Communication on…Changing Communication

The newest frontier in the world of climate change data sometimes seems to be how we talk about it.  From information-graphics to theater, the movement to include creativity in the world of climate science communication seems to be at its height to date. People are studying the psychology of communicating science, while others are saying it is not cerebral initiatives and research that will help us figure this out. I am somewhat in between these camps to be honest. I think the more we can understand about how people process seemingly abstract information, the better we can design educational initiatives. I do not however think this research should  happen in a vacuum that doesn’t take into account the complexity of that processing for human beings.

I am almost certain that the advertising industry has loads of tips on how you can manipulate people to believe that a certain something is worth paying attention to or striving for.  We have yet to fully exploit those powers (and they are SUPREME POWERS) in the world of promoting behavior change for environmental benefit. This includes everything from not driving your car all the time to installing motion sensing lights in hallways. Who else lives in an apartment building where the stairwell lights are on 24/7? It is unnerving to say the least.

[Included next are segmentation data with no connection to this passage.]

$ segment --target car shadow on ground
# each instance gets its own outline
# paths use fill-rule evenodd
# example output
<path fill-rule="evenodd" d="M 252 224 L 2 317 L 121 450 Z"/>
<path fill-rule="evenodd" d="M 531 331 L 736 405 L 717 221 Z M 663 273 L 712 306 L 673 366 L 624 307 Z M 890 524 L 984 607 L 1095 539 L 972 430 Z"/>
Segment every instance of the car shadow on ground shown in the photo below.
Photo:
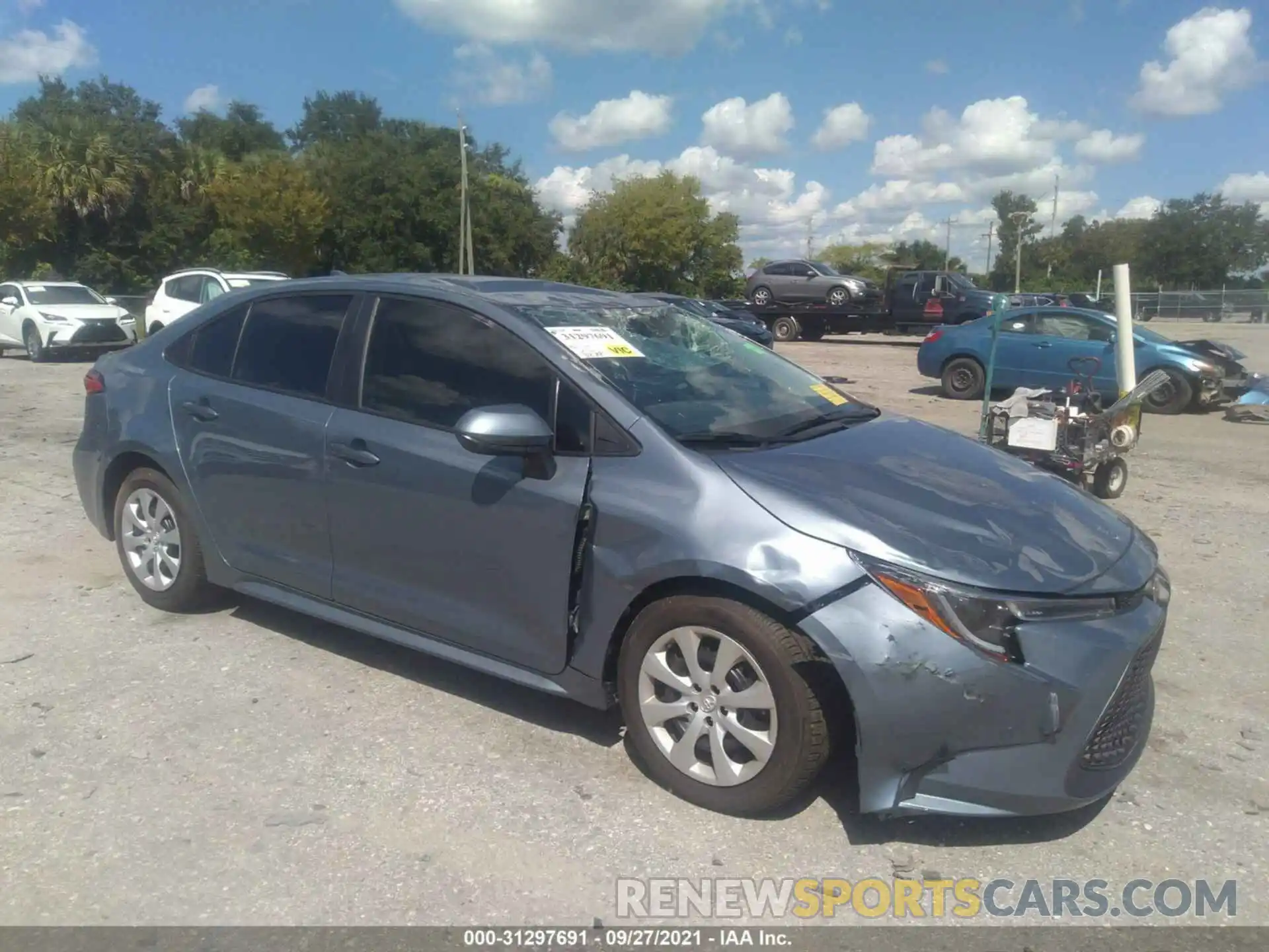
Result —
<path fill-rule="evenodd" d="M 235 607 L 231 614 L 235 618 L 259 625 L 321 651 L 330 651 L 398 678 L 409 678 L 435 691 L 473 701 L 547 730 L 576 735 L 600 746 L 610 748 L 621 743 L 622 717 L 615 708 L 596 711 L 567 698 L 513 684 L 268 602 L 241 595 L 232 598 Z"/>
<path fill-rule="evenodd" d="M 657 783 L 647 764 L 634 749 L 628 734 L 623 739 L 621 711 L 595 711 L 567 698 L 553 697 L 532 688 L 494 678 L 462 665 L 433 658 L 388 641 L 362 635 L 350 628 L 310 618 L 287 608 L 231 594 L 232 612 L 250 625 L 258 625 L 286 637 L 302 641 L 321 651 L 346 658 L 357 664 L 424 684 L 435 691 L 472 701 L 511 717 L 536 724 L 547 730 L 572 734 L 593 744 L 612 748 L 624 743 L 634 767 Z M 853 725 L 840 712 L 830 718 L 835 735 L 843 736 L 834 746 L 848 750 L 845 737 Z M 1010 843 L 1046 843 L 1062 839 L 1089 824 L 1107 801 L 1082 810 L 1056 816 L 1023 819 L 959 819 L 919 816 L 883 819 L 859 812 L 859 787 L 853 754 L 834 757 L 811 788 L 784 809 L 756 817 L 754 823 L 791 820 L 817 800 L 838 815 L 851 845 L 906 843 L 912 845 L 981 847 Z M 659 784 L 660 786 L 660 784 Z"/>

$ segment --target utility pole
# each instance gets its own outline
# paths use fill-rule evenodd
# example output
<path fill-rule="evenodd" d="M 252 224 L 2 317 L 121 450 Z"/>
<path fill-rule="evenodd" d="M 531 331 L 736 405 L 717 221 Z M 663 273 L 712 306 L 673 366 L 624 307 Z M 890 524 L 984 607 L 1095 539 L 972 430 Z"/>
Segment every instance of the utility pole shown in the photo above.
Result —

Beyond this know-how though, I am entirely certain that there is a plethora of young, creative people interested in communicating these issues to the public. Our experience in developing City Atlas–a bottom up sustainability plan for NYC that harnesses the creative talent present here, has been an almost overwhelming first hand experience in that. It has also been an interesting process in story-telling and discussion rather than lecturing and imposing. That will launch in July and we are curious to see how it will work in actuality. New Yorkers talking to other New Yorkers about sustainability initiatives. It may just work.

It is unfortunate that the federal government has made little progress in promoting a climate change conscious agenda. But today, more mainstream news outlets are paying attention to the issue in addition to all the smaller organizations and media outlets that were before. They didn’t go so far as to put the words climate change on the cover, but last week’s issue of Newsweek tells Americans that new extreme weather patterns are here to stay–and we are woefully unprepared.  The article itself does use the term climate change.  Mainstream media running more stories about climate issues is definitely a step in the right direction.

The reality is that there is no simple fix to the challenges of climate change.  And that is a tough reality to accept in an era of instant gratification. We have talked about the need for collaboration and cooperation and which of each is required of whom. But HOW we talk about this seems to be catching up slightly later. I am glad it finally is. And I really do believe it finally is. Now it is up to those of us who really do see the need to step it up in the communication innovation realm to bring it back to the lay human level. As Randy Olson says in his article The Nerd Loop: Why I’m Losing Interest in Communicating Climate Change, “The “thinkier” you get, the tinier your audience.” So, let’s think big audience and simple message as we devise new ways to talk about our shared challenge.